For both Grace Talbot and Jane Ross the new thing was the only thing that mattered. When you listened to them, or read them you would suppose that printing had been discovered for the first time somewhere about 1890 and in Manchester. Martha Proctor, less brilliant than the other two, had a wider culture than either of them. The first glance at her told you that she was a journalist, tall, straight-backed, her black hair brushed back from a high forehead, dressed in tweeds, stiff white collars, and cuffs, wearing pince-nez, she seemed to have nothing to do with the prevalent fashion. And she had not. Older than the other two she had come in with the Yellow Book and promised to go out with Universal Suffrage. She had fought her battles; in politics her finest time had been in the years just before the war when she had bitten a policeman's leg in Whitehall and broken a shop-window in Bond Street with her little hammer. In literature her great period had been during the Romantic Tushery of 1895 to 1905. How she had torn and scarified the Kailyard novelists, how the Cloak and Sword Romances had bled beneath her whip. Now none of these remained and the modern Realism had gone far beyond her most confident anticipations. She knew in her heart that her day was over; there was even, deep down within her, a faint alarm at the times that were coming upon the world. She knew that she seemed old-fashioned to Jane Ross and her only comfort was that in ten years' time Jane Ross would undoubtedly in her turn seem old-fashioned to somebody else. Because her horizon was wider than that of her two companions she was able to judge in finer proportion than they. Fashions passed, men died, kingdoms fell. What remained? Not, as she had once fondly imagined, Martha Proctor.

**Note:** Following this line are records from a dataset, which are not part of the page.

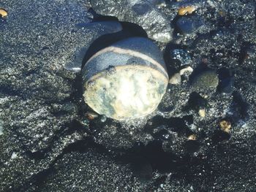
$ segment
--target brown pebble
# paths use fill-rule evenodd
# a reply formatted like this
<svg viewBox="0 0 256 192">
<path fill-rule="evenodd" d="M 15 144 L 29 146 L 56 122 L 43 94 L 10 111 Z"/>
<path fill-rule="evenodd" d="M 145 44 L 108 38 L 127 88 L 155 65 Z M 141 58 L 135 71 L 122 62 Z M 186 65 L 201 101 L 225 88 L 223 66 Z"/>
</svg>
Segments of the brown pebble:
<svg viewBox="0 0 256 192">
<path fill-rule="evenodd" d="M 173 85 L 180 84 L 181 82 L 181 77 L 179 73 L 176 73 L 170 78 L 169 83 Z"/>
<path fill-rule="evenodd" d="M 227 120 L 219 121 L 220 129 L 225 132 L 228 133 L 231 128 L 231 123 Z"/>
<path fill-rule="evenodd" d="M 94 120 L 97 118 L 98 118 L 98 114 L 93 112 L 87 112 L 86 113 L 86 117 L 89 119 L 89 120 Z"/>
<path fill-rule="evenodd" d="M 0 15 L 1 18 L 5 18 L 8 15 L 7 11 L 4 9 L 0 8 Z"/>
<path fill-rule="evenodd" d="M 193 12 L 195 11 L 195 9 L 196 9 L 196 7 L 194 6 L 187 6 L 187 7 L 181 7 L 178 10 L 178 15 L 182 16 L 187 14 L 192 14 Z"/>
<path fill-rule="evenodd" d="M 197 136 L 195 134 L 191 134 L 187 137 L 187 139 L 195 141 L 197 139 Z"/>
<path fill-rule="evenodd" d="M 199 116 L 201 118 L 206 117 L 206 109 L 200 109 L 198 111 Z"/>
</svg>

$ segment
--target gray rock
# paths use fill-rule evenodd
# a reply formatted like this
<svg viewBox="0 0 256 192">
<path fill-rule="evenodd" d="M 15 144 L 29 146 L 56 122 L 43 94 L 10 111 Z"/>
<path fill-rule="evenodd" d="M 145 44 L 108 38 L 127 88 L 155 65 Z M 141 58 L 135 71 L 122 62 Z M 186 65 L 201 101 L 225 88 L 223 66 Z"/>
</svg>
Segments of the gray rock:
<svg viewBox="0 0 256 192">
<path fill-rule="evenodd" d="M 192 80 L 192 85 L 199 91 L 205 91 L 208 89 L 216 89 L 219 84 L 219 77 L 216 72 L 207 70 L 200 72 Z"/>
</svg>

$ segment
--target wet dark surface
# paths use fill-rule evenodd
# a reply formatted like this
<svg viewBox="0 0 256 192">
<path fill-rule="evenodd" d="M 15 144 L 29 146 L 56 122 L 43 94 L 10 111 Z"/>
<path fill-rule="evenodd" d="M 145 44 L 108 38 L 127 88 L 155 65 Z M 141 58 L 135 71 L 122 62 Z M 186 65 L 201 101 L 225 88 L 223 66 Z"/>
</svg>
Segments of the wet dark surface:
<svg viewBox="0 0 256 192">
<path fill-rule="evenodd" d="M 195 11 L 178 15 L 187 6 Z M 0 191 L 256 191 L 255 1 L 4 0 L 0 8 L 8 12 Z M 181 82 L 144 118 L 86 115 L 82 64 L 146 34 Z"/>
</svg>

Two children and a cottage in the country might after all be worth more than literary criticism. She was beginning to wonder about many things for the first time in her life. . . .

I have outlined these ladies in some detail because for the past year and a half Henry had worshipped at their shrines. How he had revelled in Grace Talbot's cynical judgments, in Jane Ross's epigrams, in Martha Proctor's measured comparisons! To-night for the first time a new vision was upon him. He could only see them, as he stared at them through the smoke, with physical eyes—Grace Talbot's languid indifference, white hands and faint blue eyes. Jane Ross's sallow complexion and crinkled black hair; Martha Proctor's pince-nez and large brown boots.